Currently I am taking a 6-week Berklee College of Music course on Introduction To Music Production (i.e., how to set up and use a computer-based recording studio), and next month will take Introduction To Music Improvisation by well-known musician Gary Burton. Both of these, as well as courses in Intro Guitar and Songwriting, are offered through the Coursera site, which also has tons of courses in many subjects from 62 world universities. These are “live” courses – the class presentation is on video, but there are assignments with deadlines and forums where you can interact with other students.
Individual major universities also have open, free course material that can be viewed at your leisure – MIT’s OpenCourseWare was one of the first, and they are now part of the edX collaborative with Harvard, Wellesley, McGill, Rice and others.

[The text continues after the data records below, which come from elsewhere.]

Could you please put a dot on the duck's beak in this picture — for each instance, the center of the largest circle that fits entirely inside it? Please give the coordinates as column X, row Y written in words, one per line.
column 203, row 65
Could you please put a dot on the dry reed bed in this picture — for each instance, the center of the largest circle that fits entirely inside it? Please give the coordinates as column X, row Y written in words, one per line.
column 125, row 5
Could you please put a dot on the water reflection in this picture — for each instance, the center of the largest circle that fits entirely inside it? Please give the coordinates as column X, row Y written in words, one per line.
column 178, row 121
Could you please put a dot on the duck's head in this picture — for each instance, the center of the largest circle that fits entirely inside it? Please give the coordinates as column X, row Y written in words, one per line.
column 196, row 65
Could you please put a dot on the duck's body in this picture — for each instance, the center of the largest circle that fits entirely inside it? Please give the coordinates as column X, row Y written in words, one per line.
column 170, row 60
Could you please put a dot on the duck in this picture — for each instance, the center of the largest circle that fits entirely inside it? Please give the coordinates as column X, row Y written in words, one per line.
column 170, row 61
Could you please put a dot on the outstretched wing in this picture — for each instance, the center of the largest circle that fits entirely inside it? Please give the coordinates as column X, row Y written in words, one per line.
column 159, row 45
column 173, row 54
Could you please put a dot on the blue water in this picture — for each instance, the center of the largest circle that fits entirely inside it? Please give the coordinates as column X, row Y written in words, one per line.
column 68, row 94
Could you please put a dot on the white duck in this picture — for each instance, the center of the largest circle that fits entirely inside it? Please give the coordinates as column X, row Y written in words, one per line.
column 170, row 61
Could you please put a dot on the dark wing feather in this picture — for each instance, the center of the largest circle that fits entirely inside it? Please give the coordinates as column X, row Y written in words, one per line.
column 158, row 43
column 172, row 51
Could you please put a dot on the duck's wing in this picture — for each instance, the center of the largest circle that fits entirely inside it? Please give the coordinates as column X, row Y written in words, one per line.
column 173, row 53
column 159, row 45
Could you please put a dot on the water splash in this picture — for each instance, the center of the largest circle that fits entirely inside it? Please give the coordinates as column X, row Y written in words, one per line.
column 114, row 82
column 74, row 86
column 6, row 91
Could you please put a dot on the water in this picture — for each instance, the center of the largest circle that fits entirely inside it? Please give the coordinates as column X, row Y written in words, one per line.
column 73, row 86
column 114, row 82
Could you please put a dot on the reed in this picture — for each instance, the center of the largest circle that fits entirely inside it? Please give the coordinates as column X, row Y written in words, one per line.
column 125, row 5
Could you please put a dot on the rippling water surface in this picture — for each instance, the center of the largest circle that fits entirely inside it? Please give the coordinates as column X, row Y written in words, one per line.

Most of these free opportunities do not earn you official college credit – but if you want to know about the subjects presented for your own use and education these are a great resource. And given the cost of a college education these days plus the difficulty grads have getting a job in their fields afterwards, we may be evolving ways to harness people’s skills without needing an expensive piece of sheepskin – check out this NPR piece on doing brain research via public computer games, and another on a new book about hacking your education.